Daha önce de çeşitli vesilelerle söylemiştim: Toplum;
Daha önce de çeşitli vesilelerle söylemiştim: Toplum; kendilerine gerçekleri söyleyene değil, duymak istediklerini söyleyene inanır ve peşinden koşarlar.
Gerçeğin ne olduğunu objektif olarak araştırmadığı için bilmez veya işine gelmediği için bilmek istemez. Bilmediği için de gördüğü her serabı su zanneder ve hep yanılır. Örneğin 50 bin oy ile seçilecek olan belediye başkan adayları, seçmenlerine belediyede iş vereceğini söyler, bu minvalde vaatlerde bulunur veya kendisinden seçildiği taktirde iş isteyen herkese "Başım Üstüne" der. Oysa belediyede en fazla bin kişinin çalışabileceğini, üstelik çoğu işlerin liyakat gerektirdiğini, herkesin her işi yapamayacağını herkes bilir ama yine de her seferinde iş vaadine inanırlar.

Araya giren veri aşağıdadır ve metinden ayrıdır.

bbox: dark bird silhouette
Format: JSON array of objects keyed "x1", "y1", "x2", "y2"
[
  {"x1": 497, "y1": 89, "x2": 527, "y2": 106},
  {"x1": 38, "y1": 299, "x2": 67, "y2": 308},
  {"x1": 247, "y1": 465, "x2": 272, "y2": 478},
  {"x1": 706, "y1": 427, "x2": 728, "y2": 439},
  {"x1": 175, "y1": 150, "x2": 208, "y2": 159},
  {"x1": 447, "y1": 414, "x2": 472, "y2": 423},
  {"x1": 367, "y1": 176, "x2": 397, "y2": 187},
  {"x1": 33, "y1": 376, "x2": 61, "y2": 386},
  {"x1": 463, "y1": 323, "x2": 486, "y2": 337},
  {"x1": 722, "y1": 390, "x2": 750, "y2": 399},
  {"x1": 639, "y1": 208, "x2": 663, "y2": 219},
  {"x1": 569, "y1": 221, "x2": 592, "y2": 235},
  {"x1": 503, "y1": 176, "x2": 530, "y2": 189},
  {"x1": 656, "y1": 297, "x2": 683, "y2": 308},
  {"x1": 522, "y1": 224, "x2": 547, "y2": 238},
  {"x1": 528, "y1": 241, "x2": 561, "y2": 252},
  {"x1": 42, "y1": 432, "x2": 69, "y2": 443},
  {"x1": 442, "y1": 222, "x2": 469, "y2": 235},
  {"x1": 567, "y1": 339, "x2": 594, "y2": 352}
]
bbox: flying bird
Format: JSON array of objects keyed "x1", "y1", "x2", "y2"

Çünkü duymak ve inanmak istedikleri budur. Mesela genelde Milletvekilleri hakkında söylenen "Yapmazlar Abi Yapmazlar Hepsi Cebinin Derdinde" türü sözler sokak ağzı olup, gerçekle yakından uzaktan bir alakası yoktur.
Bakın her insan, gibi milletvekili de kendisinden taktir ve övgü ile söz edilmesini ister. Hatta milletvekili makamı gereği bunu daha çok ister. Bunun için gerçekten uğraşır, hizmet etmek ve hizmet ediyor diye adından sıkça söz ettirmek için elinden geleni yapar.
Gittiği taziye düğün ve kurum ziyaretlerini bile resmedip sosyal medyada paylaşmasının altında da bir şey yapma isteği veya bir şey yapıyor görünme isteği yatar. Elinden daha fazlası gelmediği için yapabilir de yapmıyor zannedilir. Oysa yapmak ister ama yapamaz.
YAPMAZ DEĞİL YAPAMAZ
Çünkü milletvekillerinin "YASAMA" yani kanun koymak, değiştirmek ve kaldırmak; gibi şeyler söz konusu olduğunda, mecliste elini kaldırıp kabul veya reddetmek dışında hiç bir görevi ve hiçbir şeyi yaptırma yetkisi yoktur. Seçildiği şehrin sorunlarını iletmek ve çözmek gibi bir görevi de yoktur. Çünkü şehrin sorunları ile ilgili seçilmiş belediye başkanları, atanmış mülki idare amirleri, devlet kurumları ve bu kurumları yöneten bürokratlar vardır.